将棋の順位戦B級1組1回戦が6月15日に行われ、羽生善治九段(52)が大橋貴洸七段(30)に96手で勝利した。羽生九段は6月9日に日本将棋連盟会長に就任。将棋界の顔としてはもちろん舵取り役としても大きな期待が寄せられる中、B級1組の開幕戦で強豪・大橋七段から逆転で“会長”初戦を白星で飾った。
羽生九段がB級1組開幕戦と“会長”初戦を白星で飾った。対するは3期連続昇級で勢いに乗る大橋七段。後手番の羽生九段から角を交換し、戦型は「角換わり」と決まった。大橋七段が早繰り銀から先攻を仕掛けると、羽生九段も同様の進行を見せて相早繰り銀に。羽生九段は、終局後に「出だしは前例のある形で、それに沿って指していた。端を攻められたあたりからどうなるかわからないまま2筋、3筋の圧力がきつく、まとめづらくなってしまったと思っていた」と振り返っていた。

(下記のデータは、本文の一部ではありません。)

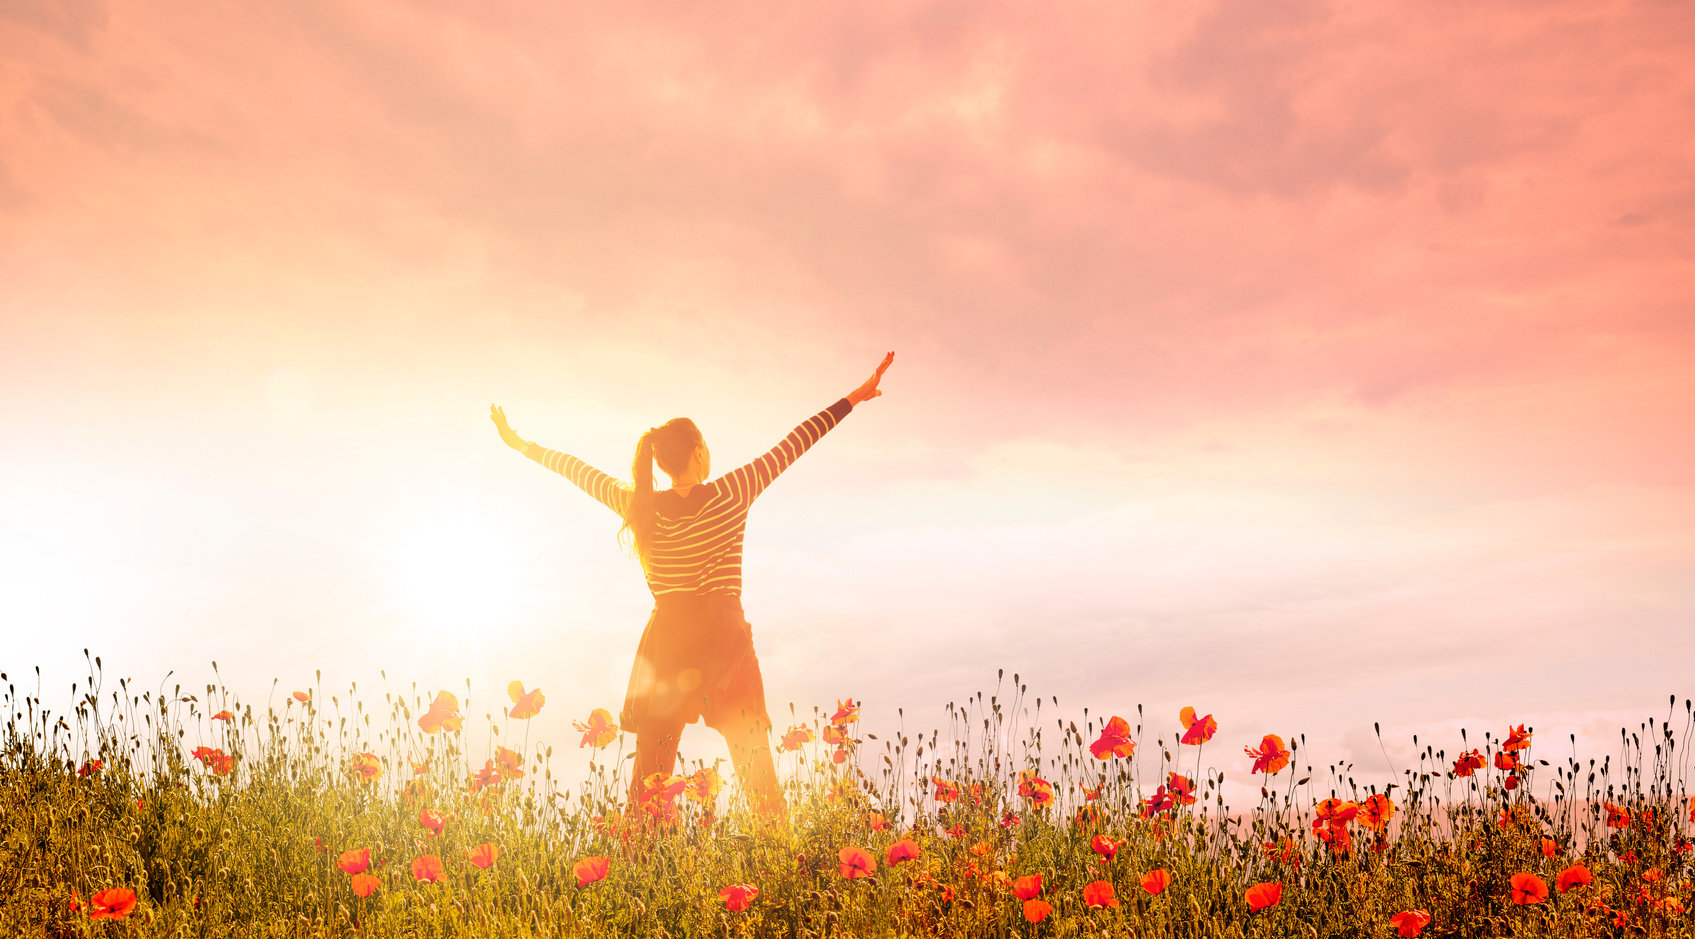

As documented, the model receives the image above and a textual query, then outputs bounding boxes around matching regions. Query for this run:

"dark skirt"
[620,592,771,736]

中盤戦では、大橋七段がペースを掌握。快調な攻めでリードを拡大させていった。このまま押し切るかと思われていたが、受けに回った羽生九段の勝負手が功を奏して逆転に成功。終盤では玉の早逃げ、飛車が大きく旋回する鮮やかな指し回しを見せ、羽生九段が勝利を飾った。

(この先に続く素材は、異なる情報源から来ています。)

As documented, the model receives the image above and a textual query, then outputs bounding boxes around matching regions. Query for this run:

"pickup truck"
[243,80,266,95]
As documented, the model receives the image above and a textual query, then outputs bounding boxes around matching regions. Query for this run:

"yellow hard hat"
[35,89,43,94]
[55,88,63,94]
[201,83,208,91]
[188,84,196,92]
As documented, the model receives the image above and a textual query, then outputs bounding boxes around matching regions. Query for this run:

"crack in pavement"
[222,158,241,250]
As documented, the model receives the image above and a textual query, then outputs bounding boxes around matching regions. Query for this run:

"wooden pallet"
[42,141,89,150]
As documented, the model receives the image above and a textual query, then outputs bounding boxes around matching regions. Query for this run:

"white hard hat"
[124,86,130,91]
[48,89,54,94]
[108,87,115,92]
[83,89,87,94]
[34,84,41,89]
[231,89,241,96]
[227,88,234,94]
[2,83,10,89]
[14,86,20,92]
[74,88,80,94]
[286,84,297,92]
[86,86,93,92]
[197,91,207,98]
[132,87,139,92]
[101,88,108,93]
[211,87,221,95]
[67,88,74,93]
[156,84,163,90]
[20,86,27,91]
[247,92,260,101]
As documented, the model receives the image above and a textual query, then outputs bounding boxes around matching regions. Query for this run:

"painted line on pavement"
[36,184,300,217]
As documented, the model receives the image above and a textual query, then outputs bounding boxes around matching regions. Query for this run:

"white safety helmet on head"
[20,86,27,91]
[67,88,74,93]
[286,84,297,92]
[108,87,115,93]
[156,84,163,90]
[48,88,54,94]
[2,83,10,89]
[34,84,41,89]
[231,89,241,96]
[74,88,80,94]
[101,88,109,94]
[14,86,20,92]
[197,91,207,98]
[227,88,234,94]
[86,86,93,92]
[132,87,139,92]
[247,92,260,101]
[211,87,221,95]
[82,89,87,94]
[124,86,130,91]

この結果、羽生九段はリーグを白星発進。「良いスタートが切れてよかった。長丁場なので、まだまだこれからだと思っています」とA級復帰に向けて着実な前進を見据えていた。さらに、本局は会長就任後の記念すべき一局。初陣を白星で飾った感想を問われると、運営に携わっている時間と対局している時間はずいぶん違うなという感覚があります」と振り返っていた。次戦では澤田真吾七段(31)との対戦が予定されている。
一方、大橋七段はB級1組初戦で黒星。“鬼の住処”と呼ばれる強敵揃いのリーグ初参戦で、“レジェンド”からその厳しさをたたき込まれる結果となり、悔しそうな表情を浮かべていた。2回戦ではベテランの屋敷伸之九段(51)と対局する。